Ern hammered on the door.
Alf peeped out of an upper window, upset a jug of water over his brother, and in his panic fury flung the jug after it. It broke on Ernie's head and crashed to pieces on the step.
Ernie, gasping, and bleeding from the head, staggered back into the road, half-stunned. Then he began to tear off his sopping clothes and throw them down into the dust at his feet. His voice was quiet as his face, smeared with blood, was moved.
"You've got to ave it!" he called up to his brother. "May as well come and ave it now as wait for it."
There had been a big football match on the Saffrons, and the crowd were just flocking away, in mood for a lark. The drenched and bleeding man stripping in the road, the broken crockery on the door-step, the white-faced fellow at the window, promised just the sensation they sought. Joyfully they gathered to see. Here was just the right finale pleasant Saturday afternoon.

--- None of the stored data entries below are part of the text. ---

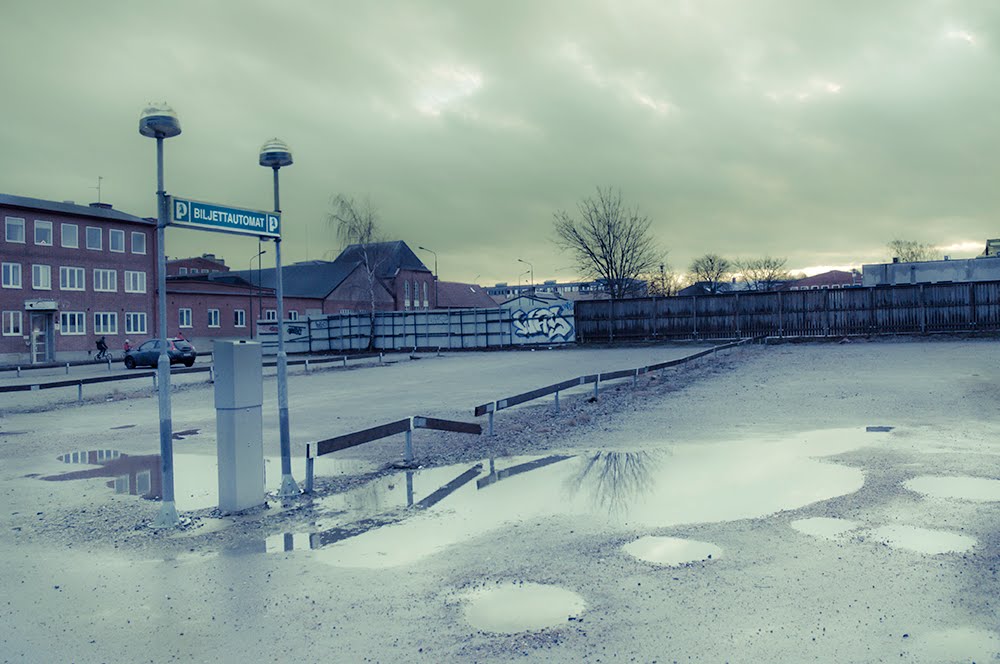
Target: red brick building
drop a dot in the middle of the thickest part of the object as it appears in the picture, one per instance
(71, 274)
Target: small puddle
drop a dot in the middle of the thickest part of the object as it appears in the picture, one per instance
(960, 644)
(824, 527)
(521, 607)
(978, 489)
(923, 540)
(671, 551)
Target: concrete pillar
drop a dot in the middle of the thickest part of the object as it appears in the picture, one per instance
(239, 394)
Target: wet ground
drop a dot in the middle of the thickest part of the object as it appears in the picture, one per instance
(672, 522)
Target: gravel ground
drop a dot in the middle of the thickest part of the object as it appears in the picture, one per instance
(757, 441)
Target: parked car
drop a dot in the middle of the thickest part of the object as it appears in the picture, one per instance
(148, 354)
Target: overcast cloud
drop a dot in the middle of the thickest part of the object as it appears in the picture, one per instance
(817, 131)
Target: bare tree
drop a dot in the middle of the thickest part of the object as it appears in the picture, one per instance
(712, 269)
(910, 251)
(358, 224)
(763, 274)
(609, 242)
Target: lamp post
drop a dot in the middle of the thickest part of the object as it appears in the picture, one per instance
(531, 268)
(260, 252)
(435, 274)
(159, 121)
(274, 154)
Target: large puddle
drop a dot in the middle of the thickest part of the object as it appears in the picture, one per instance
(976, 489)
(519, 607)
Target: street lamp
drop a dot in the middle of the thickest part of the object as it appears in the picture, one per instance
(531, 268)
(159, 121)
(436, 305)
(274, 154)
(260, 252)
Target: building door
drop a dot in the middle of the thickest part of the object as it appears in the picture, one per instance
(41, 337)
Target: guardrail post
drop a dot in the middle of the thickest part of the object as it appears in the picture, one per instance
(409, 443)
(310, 461)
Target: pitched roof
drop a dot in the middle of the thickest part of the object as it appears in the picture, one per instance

"I'm your landlord!" screamed Alf. "Remember that! I'll make you pay for this!"
"Will you?" answered Ernie, truculent and cool. "Then I'll have my money's worth first."
This heroic sentiment was loudly applauded by the crowd, who felt an added sympathy for Ern now they knew he was attacking his landlord, one of a class loathed by all good men.
Just then Joe Burt emerged from the crowd and took the tumultuous figure of Ernie in his arms.
"Coom, then!" he said. "This'll never do for a Labour Leader. This isna the Highway you should be trampin along."